Course à l’Hippodrome Plat © APRH – Chantilly –

Côté face : La Cité internationale de la langue française dans la ville natale d’Alexandre Dumas.

A l’opposé, à Villers Cotterêt, cité marquée par François 1er, le 2eme plus grand chantier patrimonial après notre Dame joue la transparence, voire le dénuement jusqu’à choquer ceux qui ne retrouvent plus l’essence du lieu, ni l’odeur des livres. Inauguré après moults péripéties par Emmanuel Macron le 30 octobre 2023, il ambitionne de faire rayonner la richesse linguistique française. Et de devenir un carrefour international pour tous les acteurs de la francophonie. Il constitue pour les uns une contribution remarquable au patrimoine culturel hexagonal, quand pour d’autres, c’est un beau fiasco. Bref, il fait polémique.

Il n’empêche, la métamorphose de cette ancienne résidence royale qui fut tour à tour dépôt de mendicité, hôpital militaire, puis Ephad, est bluffante. 

Jugez donc : Vous allez arpenter une quinzaine de salles constituant 1200 mètres carrés d’un parcours d’exposition permanente fignolé autour des mots, des lettres, et du papier. Le tout  sur un fond tour à tour blanc brillant, mat, chaud, froid, léger, saturé. Cette narration-abstraction minimaliste vous réserve quelques surprises comme l’entrée dans la cour du Jeu de paume qui s’ouvre sous un ciel lexical  ou cet « extra ordinaire » lustre blanc comme neige composé d’une pluie de pages. Le blanc est plus que jamais, ici un champ chromatique. Il est subtilement texturé pour rappeler le papier, et habille tous les murs intérieurs. Il plonge d’emblée le visiteur dans une expérience immersive qui rend hommage aux paroles, aux livres, et à leur histoire.

Cour du Jeu de paume et son ciel lexical © Benjamin Gavaudo – CMN/2024

On suit intrigué cette muséographie aussi insolite qu’interactive, on déambule entre de nombreuses vitrines cloches qui exposent des objets de collection comme les très concrètes typographiques Garamond, du nom du typographe qui a fixé pour François 1er la langue française en caractères d’imprimerie, et devant les nombreuses projections audiovisuelles, comme ces toboggans qui partent du mur et vous donnent l’impression que des flots de mots fondent sur vous.
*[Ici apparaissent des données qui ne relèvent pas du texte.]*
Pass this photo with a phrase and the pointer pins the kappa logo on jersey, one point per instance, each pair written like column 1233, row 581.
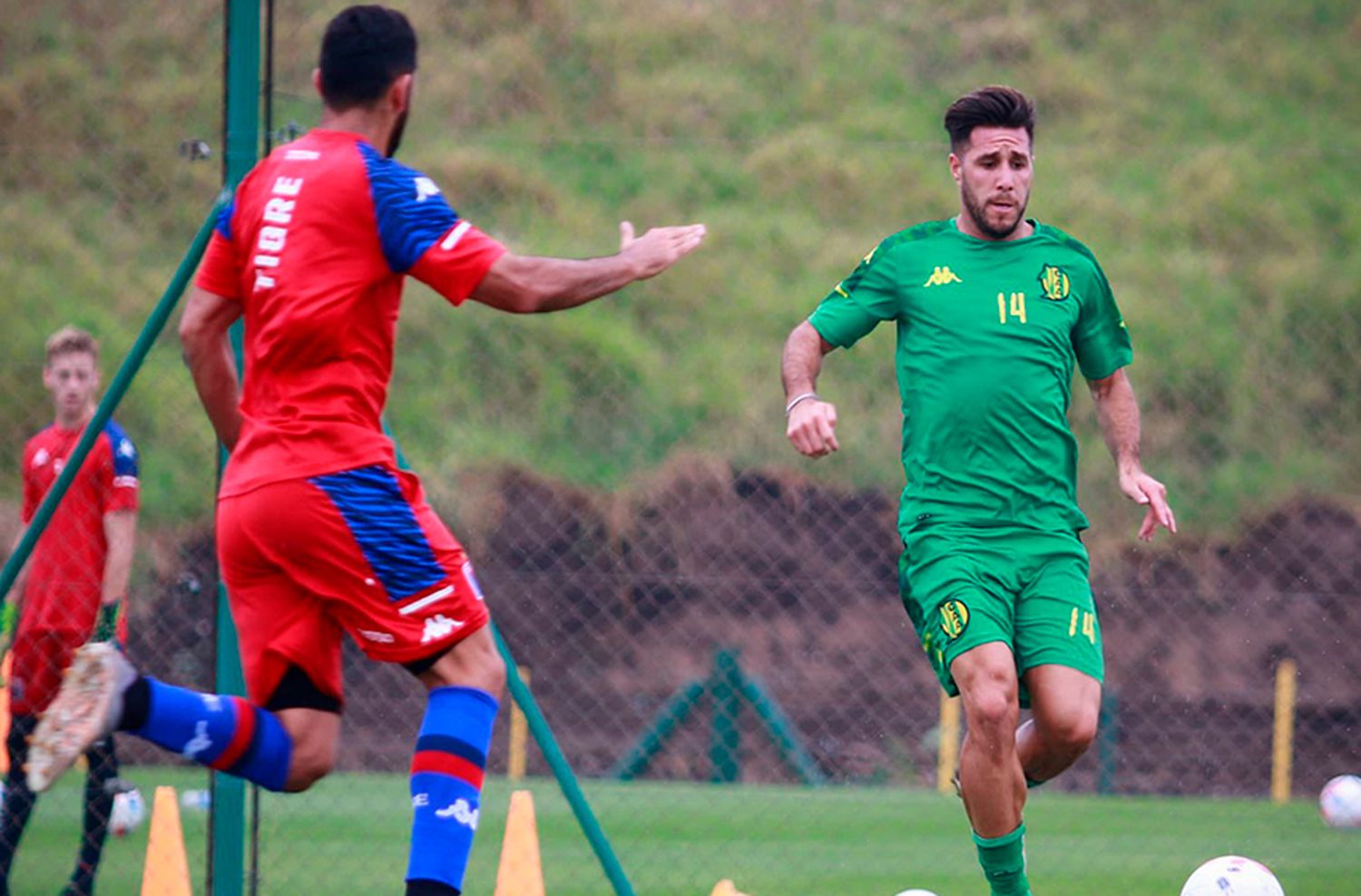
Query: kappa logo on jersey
column 440, row 627
column 942, row 277
column 425, row 190
column 462, row 812
column 955, row 618
column 199, row 743
column 1053, row 283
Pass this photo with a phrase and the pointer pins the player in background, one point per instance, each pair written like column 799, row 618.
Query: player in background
column 994, row 312
column 318, row 533
column 70, row 589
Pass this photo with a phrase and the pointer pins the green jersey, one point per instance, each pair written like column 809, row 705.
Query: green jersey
column 988, row 334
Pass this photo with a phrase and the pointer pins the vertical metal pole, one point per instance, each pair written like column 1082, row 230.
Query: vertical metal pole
column 1108, row 741
column 241, row 112
column 1282, row 733
column 519, row 757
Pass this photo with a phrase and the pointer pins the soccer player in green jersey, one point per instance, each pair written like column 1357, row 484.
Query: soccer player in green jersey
column 994, row 310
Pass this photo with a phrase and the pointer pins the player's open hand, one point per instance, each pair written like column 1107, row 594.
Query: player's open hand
column 811, row 427
column 661, row 248
column 1143, row 490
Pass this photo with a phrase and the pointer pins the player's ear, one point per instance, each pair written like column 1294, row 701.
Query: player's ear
column 399, row 94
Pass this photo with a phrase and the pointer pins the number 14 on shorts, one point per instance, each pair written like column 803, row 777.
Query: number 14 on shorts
column 1089, row 624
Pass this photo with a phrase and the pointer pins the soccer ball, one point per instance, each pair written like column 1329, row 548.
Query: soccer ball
column 1232, row 876
column 1341, row 803
column 128, row 812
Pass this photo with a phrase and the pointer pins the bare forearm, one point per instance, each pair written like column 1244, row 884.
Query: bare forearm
column 203, row 335
column 531, row 285
column 1118, row 413
column 120, row 531
column 802, row 361
column 214, row 373
column 565, row 283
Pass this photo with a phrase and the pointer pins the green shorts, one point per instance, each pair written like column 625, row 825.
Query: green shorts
column 965, row 586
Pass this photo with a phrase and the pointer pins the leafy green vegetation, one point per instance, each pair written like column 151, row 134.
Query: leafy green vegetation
column 1203, row 151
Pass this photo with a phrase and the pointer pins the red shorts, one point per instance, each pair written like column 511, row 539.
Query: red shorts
column 356, row 550
column 40, row 657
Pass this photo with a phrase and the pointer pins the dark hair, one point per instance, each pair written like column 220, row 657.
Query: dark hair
column 991, row 106
column 364, row 51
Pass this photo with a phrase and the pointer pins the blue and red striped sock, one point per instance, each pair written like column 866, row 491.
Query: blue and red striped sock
column 446, row 784
column 222, row 732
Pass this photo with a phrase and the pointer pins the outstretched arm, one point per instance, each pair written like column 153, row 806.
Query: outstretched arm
column 810, row 421
column 203, row 336
column 527, row 285
column 1119, row 416
column 120, row 529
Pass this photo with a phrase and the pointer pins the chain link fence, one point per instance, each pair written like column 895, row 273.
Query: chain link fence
column 707, row 618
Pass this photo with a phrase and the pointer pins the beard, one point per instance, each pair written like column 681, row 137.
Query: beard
column 395, row 141
column 979, row 212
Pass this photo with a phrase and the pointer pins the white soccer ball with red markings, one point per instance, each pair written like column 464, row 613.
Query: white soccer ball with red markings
column 1232, row 876
column 1339, row 803
column 128, row 812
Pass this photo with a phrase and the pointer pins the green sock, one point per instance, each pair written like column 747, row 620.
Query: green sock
column 1004, row 862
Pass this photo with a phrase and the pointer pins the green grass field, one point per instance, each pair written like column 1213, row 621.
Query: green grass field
column 678, row 839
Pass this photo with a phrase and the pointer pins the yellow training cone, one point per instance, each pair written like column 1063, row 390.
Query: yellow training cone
column 726, row 888
column 166, row 872
column 520, row 872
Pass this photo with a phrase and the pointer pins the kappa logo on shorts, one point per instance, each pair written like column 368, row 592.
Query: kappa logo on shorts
column 440, row 627
column 955, row 618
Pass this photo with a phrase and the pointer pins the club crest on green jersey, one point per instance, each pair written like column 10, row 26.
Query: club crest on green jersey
column 955, row 618
column 1053, row 283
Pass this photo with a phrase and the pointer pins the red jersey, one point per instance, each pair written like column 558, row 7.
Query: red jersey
column 65, row 570
column 315, row 247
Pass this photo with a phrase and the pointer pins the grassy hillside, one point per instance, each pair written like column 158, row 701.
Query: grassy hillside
column 1203, row 151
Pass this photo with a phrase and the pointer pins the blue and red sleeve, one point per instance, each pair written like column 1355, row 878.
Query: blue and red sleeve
column 421, row 234
column 220, row 269
column 120, row 482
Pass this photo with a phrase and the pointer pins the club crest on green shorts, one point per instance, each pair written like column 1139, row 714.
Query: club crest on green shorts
column 955, row 618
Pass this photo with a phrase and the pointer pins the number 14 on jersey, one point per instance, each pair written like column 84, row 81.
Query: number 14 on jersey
column 1017, row 307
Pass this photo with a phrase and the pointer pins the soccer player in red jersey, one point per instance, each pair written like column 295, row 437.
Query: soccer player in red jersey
column 73, row 583
column 318, row 533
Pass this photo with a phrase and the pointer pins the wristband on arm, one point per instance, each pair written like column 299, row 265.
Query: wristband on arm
column 799, row 400
column 108, row 626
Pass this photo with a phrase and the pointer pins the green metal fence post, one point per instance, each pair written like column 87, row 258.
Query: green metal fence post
column 726, row 738
column 563, row 771
column 241, row 139
column 1108, row 740
column 671, row 716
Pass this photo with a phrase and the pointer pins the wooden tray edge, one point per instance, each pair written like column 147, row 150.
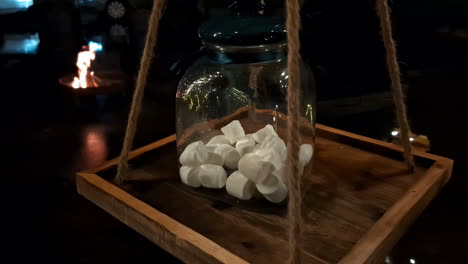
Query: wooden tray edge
column 320, row 128
column 174, row 237
column 367, row 250
column 386, row 232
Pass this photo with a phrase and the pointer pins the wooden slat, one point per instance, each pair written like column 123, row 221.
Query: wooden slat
column 183, row 242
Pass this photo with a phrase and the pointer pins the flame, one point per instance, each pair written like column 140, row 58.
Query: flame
column 85, row 77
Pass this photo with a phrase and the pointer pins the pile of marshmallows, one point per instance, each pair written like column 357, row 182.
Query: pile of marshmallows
column 258, row 162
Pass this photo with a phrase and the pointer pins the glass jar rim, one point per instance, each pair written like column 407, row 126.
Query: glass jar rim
column 275, row 47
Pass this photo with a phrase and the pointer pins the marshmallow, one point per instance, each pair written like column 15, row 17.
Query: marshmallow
column 255, row 168
column 269, row 186
column 239, row 186
column 275, row 143
column 245, row 144
column 230, row 155
column 212, row 176
column 279, row 194
column 233, row 131
column 261, row 134
column 194, row 154
column 211, row 148
column 271, row 156
column 305, row 154
column 216, row 140
column 189, row 176
column 214, row 159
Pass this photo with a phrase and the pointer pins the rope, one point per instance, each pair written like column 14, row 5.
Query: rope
column 394, row 70
column 293, row 24
column 135, row 109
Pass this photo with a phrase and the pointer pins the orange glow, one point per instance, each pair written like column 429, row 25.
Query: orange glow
column 85, row 77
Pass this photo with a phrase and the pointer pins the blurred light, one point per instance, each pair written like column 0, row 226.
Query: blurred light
column 94, row 46
column 20, row 44
column 14, row 5
column 94, row 151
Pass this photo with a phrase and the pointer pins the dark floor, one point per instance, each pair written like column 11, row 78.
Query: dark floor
column 47, row 139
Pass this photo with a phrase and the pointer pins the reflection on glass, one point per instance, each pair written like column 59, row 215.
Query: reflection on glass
column 20, row 44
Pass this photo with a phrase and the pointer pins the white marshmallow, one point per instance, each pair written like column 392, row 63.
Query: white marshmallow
column 305, row 154
column 261, row 134
column 255, row 168
column 245, row 145
column 269, row 185
column 239, row 186
column 216, row 140
column 214, row 159
column 279, row 194
column 211, row 148
column 230, row 155
column 189, row 176
column 212, row 176
column 233, row 131
column 270, row 156
column 194, row 154
column 275, row 143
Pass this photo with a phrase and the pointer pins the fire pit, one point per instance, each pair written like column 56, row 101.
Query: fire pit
column 89, row 83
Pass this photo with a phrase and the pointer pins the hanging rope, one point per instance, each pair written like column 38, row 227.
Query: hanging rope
column 394, row 70
column 135, row 109
column 293, row 24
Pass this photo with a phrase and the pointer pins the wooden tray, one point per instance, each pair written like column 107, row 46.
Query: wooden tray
column 358, row 201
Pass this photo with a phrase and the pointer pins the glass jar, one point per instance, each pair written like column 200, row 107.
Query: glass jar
column 241, row 77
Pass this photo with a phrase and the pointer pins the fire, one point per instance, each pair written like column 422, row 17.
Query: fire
column 85, row 77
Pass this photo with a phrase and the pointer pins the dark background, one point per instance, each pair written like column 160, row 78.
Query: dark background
column 47, row 138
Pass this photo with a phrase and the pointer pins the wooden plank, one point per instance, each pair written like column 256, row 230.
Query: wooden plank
column 358, row 201
column 133, row 154
column 182, row 242
column 383, row 235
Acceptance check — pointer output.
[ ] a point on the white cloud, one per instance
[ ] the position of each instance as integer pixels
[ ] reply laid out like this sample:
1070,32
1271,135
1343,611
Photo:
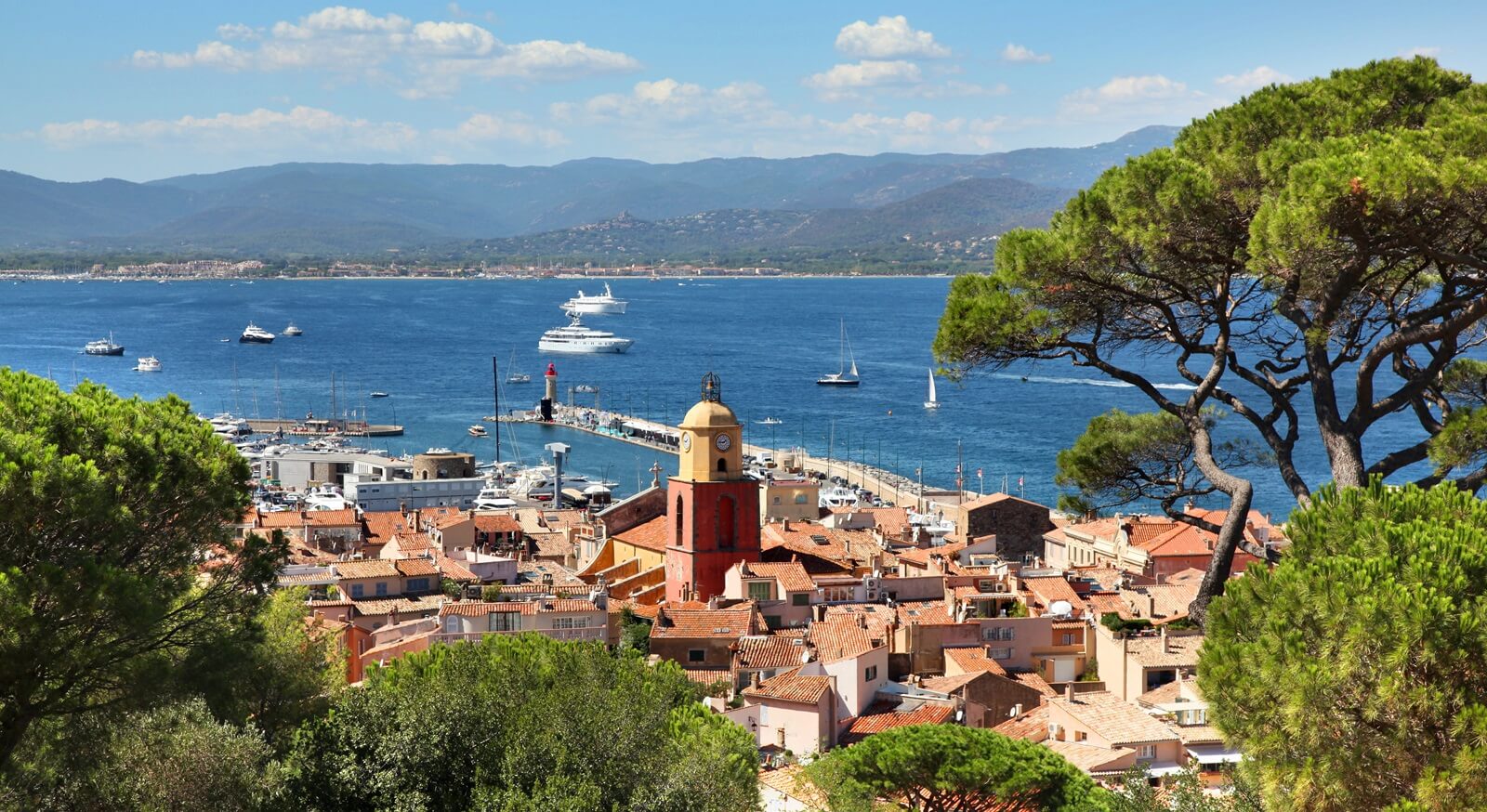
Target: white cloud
1134,96
415,59
1253,79
299,125
1022,54
844,81
483,126
891,37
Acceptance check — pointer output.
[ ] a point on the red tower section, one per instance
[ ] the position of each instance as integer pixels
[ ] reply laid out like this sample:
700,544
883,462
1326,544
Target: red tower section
711,527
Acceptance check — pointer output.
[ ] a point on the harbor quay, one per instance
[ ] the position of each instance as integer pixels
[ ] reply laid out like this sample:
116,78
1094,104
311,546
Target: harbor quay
659,436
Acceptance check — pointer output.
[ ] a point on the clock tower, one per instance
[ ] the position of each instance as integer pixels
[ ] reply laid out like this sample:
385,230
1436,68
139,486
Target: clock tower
713,512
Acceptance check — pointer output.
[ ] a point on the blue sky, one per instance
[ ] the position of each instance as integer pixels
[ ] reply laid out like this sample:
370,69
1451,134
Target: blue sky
163,88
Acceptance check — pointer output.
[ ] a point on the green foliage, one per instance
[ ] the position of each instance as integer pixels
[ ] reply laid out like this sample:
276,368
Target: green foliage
106,510
522,722
277,675
1179,792
1117,623
941,767
176,757
1350,674
634,633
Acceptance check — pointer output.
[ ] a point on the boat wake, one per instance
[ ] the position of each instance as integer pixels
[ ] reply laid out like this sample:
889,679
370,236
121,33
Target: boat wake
1090,383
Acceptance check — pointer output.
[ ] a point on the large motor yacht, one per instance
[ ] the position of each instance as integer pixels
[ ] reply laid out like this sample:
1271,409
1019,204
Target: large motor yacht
103,347
576,338
602,304
255,334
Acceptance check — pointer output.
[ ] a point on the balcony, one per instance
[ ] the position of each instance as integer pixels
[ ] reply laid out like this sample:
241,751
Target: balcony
597,633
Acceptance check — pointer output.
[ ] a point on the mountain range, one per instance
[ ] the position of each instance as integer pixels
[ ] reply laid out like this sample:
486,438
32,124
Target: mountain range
921,205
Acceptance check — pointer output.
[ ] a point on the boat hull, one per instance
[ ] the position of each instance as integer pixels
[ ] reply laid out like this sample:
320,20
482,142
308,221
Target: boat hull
619,346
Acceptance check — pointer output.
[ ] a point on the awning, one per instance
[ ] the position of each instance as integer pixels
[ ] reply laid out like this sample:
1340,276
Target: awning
1216,754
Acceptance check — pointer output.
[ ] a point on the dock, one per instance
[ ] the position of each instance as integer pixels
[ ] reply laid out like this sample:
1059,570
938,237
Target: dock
888,485
323,428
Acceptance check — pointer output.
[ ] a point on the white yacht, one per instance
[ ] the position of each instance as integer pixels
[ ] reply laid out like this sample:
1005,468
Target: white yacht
837,497
103,347
606,304
576,338
933,401
255,334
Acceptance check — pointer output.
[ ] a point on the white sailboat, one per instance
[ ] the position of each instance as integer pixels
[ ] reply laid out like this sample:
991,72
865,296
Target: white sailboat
842,376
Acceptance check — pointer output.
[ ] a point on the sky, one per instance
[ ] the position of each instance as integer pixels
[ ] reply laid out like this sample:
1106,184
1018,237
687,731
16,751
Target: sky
163,88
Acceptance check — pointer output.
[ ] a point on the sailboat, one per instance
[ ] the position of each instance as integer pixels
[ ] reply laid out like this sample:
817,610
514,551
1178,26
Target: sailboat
513,376
842,376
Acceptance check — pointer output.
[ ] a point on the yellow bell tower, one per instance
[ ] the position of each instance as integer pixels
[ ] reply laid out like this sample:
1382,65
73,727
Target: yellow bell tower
711,439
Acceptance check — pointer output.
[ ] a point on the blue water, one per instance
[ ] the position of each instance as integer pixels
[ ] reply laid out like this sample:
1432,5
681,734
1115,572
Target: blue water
428,344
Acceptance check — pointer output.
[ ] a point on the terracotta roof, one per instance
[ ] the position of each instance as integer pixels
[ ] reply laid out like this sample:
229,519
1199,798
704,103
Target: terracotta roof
1052,588
1181,650
399,606
332,517
699,623
792,576
840,638
415,567
921,555
1033,725
369,569
1033,680
1112,718
495,522
926,613
770,651
792,781
974,661
651,536
1086,755
792,686
948,685
381,525
884,715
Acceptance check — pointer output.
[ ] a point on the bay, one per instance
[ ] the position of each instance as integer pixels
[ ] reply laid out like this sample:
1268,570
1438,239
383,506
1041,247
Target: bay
428,344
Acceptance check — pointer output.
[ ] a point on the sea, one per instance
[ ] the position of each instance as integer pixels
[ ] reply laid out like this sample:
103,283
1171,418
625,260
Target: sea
430,346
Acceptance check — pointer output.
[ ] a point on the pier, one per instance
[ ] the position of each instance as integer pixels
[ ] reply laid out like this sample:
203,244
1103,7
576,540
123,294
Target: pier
888,485
324,428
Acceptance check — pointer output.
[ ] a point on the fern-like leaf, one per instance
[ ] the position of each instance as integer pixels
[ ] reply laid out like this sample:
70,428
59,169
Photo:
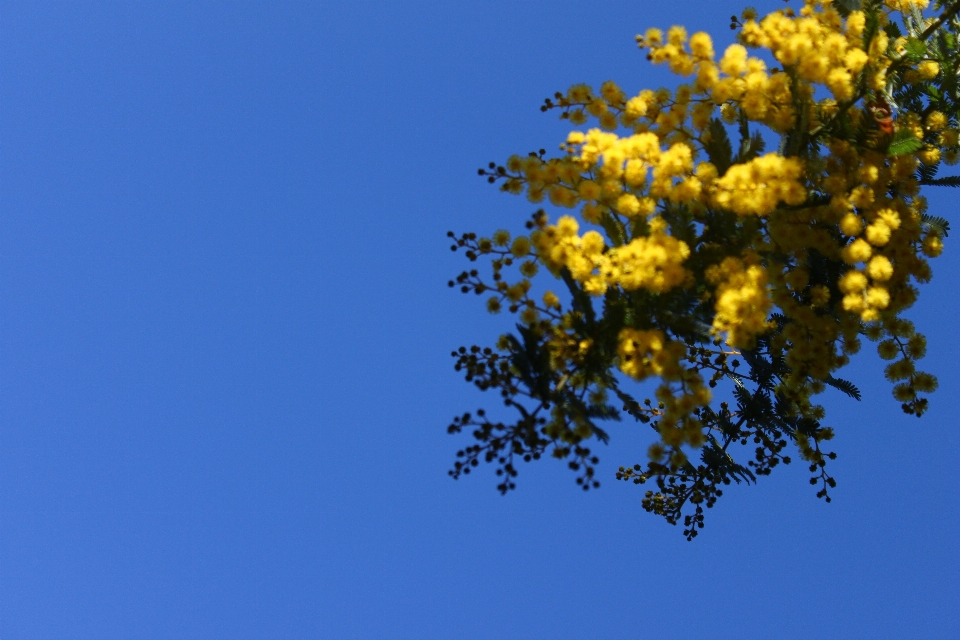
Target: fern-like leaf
904,142
938,225
946,181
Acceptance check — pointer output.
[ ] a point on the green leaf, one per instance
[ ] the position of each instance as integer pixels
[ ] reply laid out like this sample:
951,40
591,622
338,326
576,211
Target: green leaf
844,7
844,385
916,48
938,225
904,142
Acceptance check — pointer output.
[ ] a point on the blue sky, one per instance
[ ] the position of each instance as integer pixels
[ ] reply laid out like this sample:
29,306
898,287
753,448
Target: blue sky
225,334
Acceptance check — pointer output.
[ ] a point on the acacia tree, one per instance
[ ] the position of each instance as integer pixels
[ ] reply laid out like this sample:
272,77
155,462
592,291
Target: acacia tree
697,255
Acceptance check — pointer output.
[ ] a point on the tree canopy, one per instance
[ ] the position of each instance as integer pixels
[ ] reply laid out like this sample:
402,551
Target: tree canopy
732,240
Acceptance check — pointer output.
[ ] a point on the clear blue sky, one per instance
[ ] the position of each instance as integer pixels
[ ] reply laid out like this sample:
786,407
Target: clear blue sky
225,334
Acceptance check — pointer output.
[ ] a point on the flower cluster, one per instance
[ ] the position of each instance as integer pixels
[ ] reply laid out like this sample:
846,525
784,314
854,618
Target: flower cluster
702,249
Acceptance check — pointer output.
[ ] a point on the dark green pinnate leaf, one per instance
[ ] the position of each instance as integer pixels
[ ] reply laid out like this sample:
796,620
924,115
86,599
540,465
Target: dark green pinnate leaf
936,224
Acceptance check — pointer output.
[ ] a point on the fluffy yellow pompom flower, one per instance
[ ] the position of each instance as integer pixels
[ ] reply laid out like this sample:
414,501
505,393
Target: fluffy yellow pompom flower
928,69
742,301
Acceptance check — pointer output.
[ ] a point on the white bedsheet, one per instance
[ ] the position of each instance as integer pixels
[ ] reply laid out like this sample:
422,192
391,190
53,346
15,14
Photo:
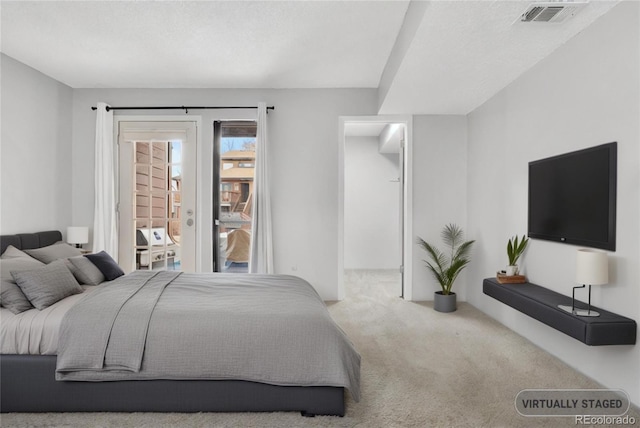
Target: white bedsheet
35,332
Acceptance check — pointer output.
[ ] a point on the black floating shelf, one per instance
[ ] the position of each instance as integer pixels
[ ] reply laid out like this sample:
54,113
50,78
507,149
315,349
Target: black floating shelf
542,304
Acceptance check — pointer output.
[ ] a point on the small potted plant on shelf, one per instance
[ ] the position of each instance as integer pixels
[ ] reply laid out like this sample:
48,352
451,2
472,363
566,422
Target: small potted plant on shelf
515,248
446,267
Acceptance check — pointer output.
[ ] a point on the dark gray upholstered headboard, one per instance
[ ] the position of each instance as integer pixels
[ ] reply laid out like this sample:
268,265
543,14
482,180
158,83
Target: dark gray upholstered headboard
26,241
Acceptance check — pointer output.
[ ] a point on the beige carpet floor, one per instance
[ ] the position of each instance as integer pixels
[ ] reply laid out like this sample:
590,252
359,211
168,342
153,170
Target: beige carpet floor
420,368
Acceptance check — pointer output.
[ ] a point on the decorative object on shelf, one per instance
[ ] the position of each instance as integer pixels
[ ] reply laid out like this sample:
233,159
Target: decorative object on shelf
592,267
515,249
445,268
77,235
503,278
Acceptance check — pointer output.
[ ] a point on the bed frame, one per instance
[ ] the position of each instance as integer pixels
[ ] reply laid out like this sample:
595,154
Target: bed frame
29,385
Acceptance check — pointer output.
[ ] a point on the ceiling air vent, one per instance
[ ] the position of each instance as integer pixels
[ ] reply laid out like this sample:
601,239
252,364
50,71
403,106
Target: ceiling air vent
551,11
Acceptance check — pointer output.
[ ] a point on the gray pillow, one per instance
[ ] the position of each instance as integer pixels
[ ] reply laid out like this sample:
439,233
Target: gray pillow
59,250
13,253
85,271
48,284
11,297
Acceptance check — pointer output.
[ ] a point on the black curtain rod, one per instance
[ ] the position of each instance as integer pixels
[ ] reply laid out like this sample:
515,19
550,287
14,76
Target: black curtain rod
185,108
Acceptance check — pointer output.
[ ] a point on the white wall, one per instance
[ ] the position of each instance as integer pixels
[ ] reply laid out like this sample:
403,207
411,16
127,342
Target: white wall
371,206
586,93
439,191
303,156
35,150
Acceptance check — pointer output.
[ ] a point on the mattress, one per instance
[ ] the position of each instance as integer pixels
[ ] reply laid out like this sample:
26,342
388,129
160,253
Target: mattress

Salle La norme et l_usage 1 © Didier Plowy – CMN/2024

On peut aussi tester son orthographe, jouer avec la langue en s’affrontant à d’autres visiteurs sur une grille de mots-mêlées géante. Ou encore découvrir les 72 langues régionales officielles grâce à des luminaires sonores. L’ensemble devrait ravir les plus jeunes quand il risque d’en déstabiliser certains. Mais, n’en déplaise aux détracteurs, ce jeu de transparence et de mat qui compte pas moins de 62 dispositifs numériques audio visuels et interactifs s’accorde avec bonheur à l’architecture intérieure de ce chef-d’oeuvre  de la Renaissance. On commence la visite par l’escalier du Roi, en saluant son symbole la salamandre, et on finit par l’escalier de la Reine. C’est ludique, pédagogique, high tech, et beau.

Pierre-Olivier Deschamps – Agence Vu – CMN/2024

Pratique :

Se renseigner:

www.cite-langue-francaise.fr

www.chateaudechantilly.fr

Bon à savoir

C’est à Villers-Cotterêts que François1er a signé en 1539, la fameuse ordonnance éponyme, consacrant la domination du français sur le latin dans tous les textes administratifs et les décisions de justice.